L’ex pm affida ai giornalisti la memoria di quattro pagine che avrebbe voluto leggere davanti ai colleghi, Repubblica riporta questo passaggio molto pesante:

“Le chat sono divenute pubbliche, purtroppo, altro non sono che uno spaccato di questa situazione (delle nomine, ndr.). Non le ho mai cancellate perché mai pensavo che il mio telefono potesse diventare oggetto di un provvedimento di sequestro. Ognuno aveva qualcosa da chiedere, ognuno riteneva di vantare più diritti degli altri, anche quelli che oggi si strappano le vesti, penso ad esempio ad alcuni componenti del collegio dei probiviri che oggi chiedono la mia espulsione, oppure a quelli che ancora oggi ricoprono ruoli di vertice all’interno del gruppo di Unità per la Costituzione, o addirittura ad alcuni di quelli che ancora oggi siedono nell’attuale Comitato direttivo centrale e che forse troppo frettolosamente hanno rimosso il ricordo delle loro cene o dei loro incontri con i responsabili giustizia dei partiti politici di riferimento. Sarebbe bello che loro raccontassero queste storie. Non devo essere io a farlo”. 

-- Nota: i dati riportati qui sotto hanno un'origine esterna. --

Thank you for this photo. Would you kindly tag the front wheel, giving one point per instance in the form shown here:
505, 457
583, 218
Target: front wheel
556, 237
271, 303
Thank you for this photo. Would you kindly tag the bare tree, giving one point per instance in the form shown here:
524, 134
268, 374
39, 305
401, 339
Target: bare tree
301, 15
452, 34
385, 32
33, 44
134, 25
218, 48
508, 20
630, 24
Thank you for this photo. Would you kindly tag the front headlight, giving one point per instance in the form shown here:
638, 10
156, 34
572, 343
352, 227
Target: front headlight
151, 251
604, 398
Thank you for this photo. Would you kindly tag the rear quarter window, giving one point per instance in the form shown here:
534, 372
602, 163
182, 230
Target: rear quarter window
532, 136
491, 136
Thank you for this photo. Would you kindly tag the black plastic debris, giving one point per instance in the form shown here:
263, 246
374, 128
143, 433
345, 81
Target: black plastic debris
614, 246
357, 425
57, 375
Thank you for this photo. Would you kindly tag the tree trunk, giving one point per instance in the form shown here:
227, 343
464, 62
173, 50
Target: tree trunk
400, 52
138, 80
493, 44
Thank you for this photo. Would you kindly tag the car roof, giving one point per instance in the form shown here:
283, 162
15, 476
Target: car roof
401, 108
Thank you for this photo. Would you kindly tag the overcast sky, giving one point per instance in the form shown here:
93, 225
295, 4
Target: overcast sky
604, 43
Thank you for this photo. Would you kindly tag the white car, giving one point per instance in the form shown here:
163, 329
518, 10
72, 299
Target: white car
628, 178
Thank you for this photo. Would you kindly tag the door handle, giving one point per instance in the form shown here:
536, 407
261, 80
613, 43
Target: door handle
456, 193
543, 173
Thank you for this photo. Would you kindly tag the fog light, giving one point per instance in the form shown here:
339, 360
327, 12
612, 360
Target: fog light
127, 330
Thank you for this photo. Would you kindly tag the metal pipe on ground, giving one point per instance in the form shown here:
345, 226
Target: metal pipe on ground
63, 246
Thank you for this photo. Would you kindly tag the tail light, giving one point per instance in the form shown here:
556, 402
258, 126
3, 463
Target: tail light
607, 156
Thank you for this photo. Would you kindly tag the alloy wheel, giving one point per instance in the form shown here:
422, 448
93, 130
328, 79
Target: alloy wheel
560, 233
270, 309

La denuncia del pm milanese Poniz 

Luca Poniz, pm milanese della corrente di sinistra di Area, oggi al vertice dell’Anm, ha citato le parole del Presidente Mattarella in apertura del Comitato direttivo centrale che deve decidere sull’espulsione di Luca Palamara, cita Mattarella e dice: “la stragrande maggioranza dei magistrati italiani è estranea alla modestia etica”. 

L’Anm, dice Poniz, “svolgerà comunque il suo compito in modo coerente con la sua tradizione”, e rimarca le intercettazioni uscite dalle indagini di Perugia: “un anno dopo, altri pezzi di dialoghi, svelano un diffuso carrierismo e correntismo, le influenze su Csm, le relazioni improprie, che avevamo denunciato subito dopo l’esplosione del caso di Perugia, denunciando la portata sistemica dei comportamenti”. 


Tra le espulsioni anche politici

Nell’elenco delle toghe da espellere dall’Anm é finito anche l’attuale deputato di Italia viva Cosimo Maria Ferri, ex sottosegretario alla Giustizia nei governi Letta e Renzi, ex di Magistratura indipendente di cui per anni è stato leader, nonché dal 2006 al 2010 componente del Csm tra i più votati.

Cosimo Maria Ferri è anche uno dei protagonisti della vicenda Palamara & Co. in quanto partecipò al famoso incontro dell’8 maggio 2019 all’hotel Champagne e registrato dal Trojan inoculato nel cellulare dell’ex presidente dell’Anm.

Anche per lui saranno i probiviri a decidere per l’espulsione.

Un quadro chiaro quello che esce fuori da questa vicenda ancora non terminata. Raccomandazioni e posti che viaggiano tra “Politica e CSM”, un intreccio antico che riporta in auge i tempi della “DC”.